Крою улыбочку. Очень надеюсь, что она – сардоническая.

– Можете представить, как меня после этого называли. На следующий день я сказала маме, что меня надо в полицию сдать, потому что я – чудовище, которое не должно разгуливать на свободе. И что, вы думаете, сделала мама? Потащила меня прямиком к доктору Дуглас.

Бруксу нужно несколько секунд, чтобы взять себя в руки.

– Наверно, для тебя это были тяжелые дни. Как ты себя чувствовала?

Униженной. Подвергшейся насилию. Получается несуразно, ведь я хотела, очень хотела вытворить все, что вытворила. Мне это было жизненно необходимо. Так-то.

– Доктор Брукс, я бы согласилась всю оставшуюся жизнь мешок из-под картошки носить вместо нормальной одежды, если бы это облегчило боль, которую я причинила людям, пока находилась… в состоянии гипомании.

Я правильно сказала? Странно: гипомания уже была, а я понятия не имела, что она так называется.

– Вы меня совсем не знаете, поэтому даже представить себе не можете, как тяжело мне было бы носить каждый день одно и то же платье… не говоря уже о мешке.

– Ты ведь и себе вред причинила, Виви; что же ты об этом забываешь?

Ничего я не забываю. После первого сеанса терапии доктор Дуглас отправила меня на постконтрацепцию и на анализы на случай вензаболеваний. А мне было до того тошно, что я даже облегчения не испытала, когда наличие заразы не подтвердилось.

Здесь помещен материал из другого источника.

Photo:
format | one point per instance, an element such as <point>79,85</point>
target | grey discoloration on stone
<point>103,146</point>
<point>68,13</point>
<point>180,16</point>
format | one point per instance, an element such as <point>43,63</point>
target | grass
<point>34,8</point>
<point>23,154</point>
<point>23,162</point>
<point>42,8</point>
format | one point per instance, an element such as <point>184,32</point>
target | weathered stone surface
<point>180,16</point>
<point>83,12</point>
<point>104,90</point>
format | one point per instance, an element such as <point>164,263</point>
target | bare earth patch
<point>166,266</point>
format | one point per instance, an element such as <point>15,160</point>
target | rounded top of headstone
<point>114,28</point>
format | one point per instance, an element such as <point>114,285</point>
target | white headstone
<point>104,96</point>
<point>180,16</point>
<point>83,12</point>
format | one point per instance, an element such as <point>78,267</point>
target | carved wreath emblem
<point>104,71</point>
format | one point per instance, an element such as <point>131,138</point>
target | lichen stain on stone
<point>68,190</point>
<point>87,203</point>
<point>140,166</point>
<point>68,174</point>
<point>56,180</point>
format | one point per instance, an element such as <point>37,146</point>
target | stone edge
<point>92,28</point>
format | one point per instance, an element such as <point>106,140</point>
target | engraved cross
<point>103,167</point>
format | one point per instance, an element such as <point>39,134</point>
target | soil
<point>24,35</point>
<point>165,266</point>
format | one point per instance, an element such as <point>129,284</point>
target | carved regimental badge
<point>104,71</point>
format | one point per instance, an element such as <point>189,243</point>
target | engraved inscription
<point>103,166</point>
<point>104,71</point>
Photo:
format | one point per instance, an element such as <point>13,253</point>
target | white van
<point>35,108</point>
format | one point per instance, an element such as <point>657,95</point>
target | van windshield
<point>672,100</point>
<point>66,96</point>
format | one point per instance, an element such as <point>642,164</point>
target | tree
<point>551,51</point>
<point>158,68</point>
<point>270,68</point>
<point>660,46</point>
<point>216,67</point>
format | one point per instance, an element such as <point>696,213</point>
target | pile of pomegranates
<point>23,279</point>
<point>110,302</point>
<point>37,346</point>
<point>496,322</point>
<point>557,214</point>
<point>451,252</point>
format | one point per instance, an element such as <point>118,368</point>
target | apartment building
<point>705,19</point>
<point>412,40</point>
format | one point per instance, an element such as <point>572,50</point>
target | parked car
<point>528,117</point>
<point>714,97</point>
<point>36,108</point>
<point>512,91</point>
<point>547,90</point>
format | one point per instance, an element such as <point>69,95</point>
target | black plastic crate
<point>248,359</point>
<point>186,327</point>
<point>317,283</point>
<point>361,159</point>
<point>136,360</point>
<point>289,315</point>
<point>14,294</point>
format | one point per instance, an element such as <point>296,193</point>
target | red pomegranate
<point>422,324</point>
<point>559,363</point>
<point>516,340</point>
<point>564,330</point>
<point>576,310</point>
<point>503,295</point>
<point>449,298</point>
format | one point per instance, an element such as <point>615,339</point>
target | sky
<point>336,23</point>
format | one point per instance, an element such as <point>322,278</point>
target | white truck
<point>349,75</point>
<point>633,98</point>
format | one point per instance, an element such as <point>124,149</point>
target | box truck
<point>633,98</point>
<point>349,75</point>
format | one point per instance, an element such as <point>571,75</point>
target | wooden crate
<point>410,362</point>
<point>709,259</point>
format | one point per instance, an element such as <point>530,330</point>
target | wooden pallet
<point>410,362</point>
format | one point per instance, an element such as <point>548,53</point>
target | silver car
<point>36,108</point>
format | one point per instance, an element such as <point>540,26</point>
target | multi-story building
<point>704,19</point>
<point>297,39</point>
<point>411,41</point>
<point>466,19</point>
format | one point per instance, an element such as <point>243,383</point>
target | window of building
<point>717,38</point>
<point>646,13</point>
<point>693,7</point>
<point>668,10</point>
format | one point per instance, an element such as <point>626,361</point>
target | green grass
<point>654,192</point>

Мне дали академический отпуск по состоянию здоровья. Если я намерена окончить школу, придется заниматься все следующее лето.

Я молчу, и доктор Брукс вопросительно наклоняет голову.

– Ты пыталась объяснить своим друзьям, что тебя постиг приступ гипомании? Что твои действия – результат биполярного расстройства?

– Нет. Я…

Я тогда не верила в диагноз? Считала, что заявление вроде «я не виновата, у меня биполярное расстройство, это все из-за него» будет выглядеть как заведомая ложь? Амала была унижена, буквально раздавлена. День рождения Руби пошел насмарку. Перед глазами так и стоит рыдающая Амала. До сих пор слышу ее выкрики в мой адрес. Амала и Руби – на лужайке перед домом, Руби обнимает Амалу за плечи. От дома Руби я пошла пешком. Прошагала несколько миль.

– Нет, я не пыталась.

Доктор Брукс дальше не расспрашивает про инцидент.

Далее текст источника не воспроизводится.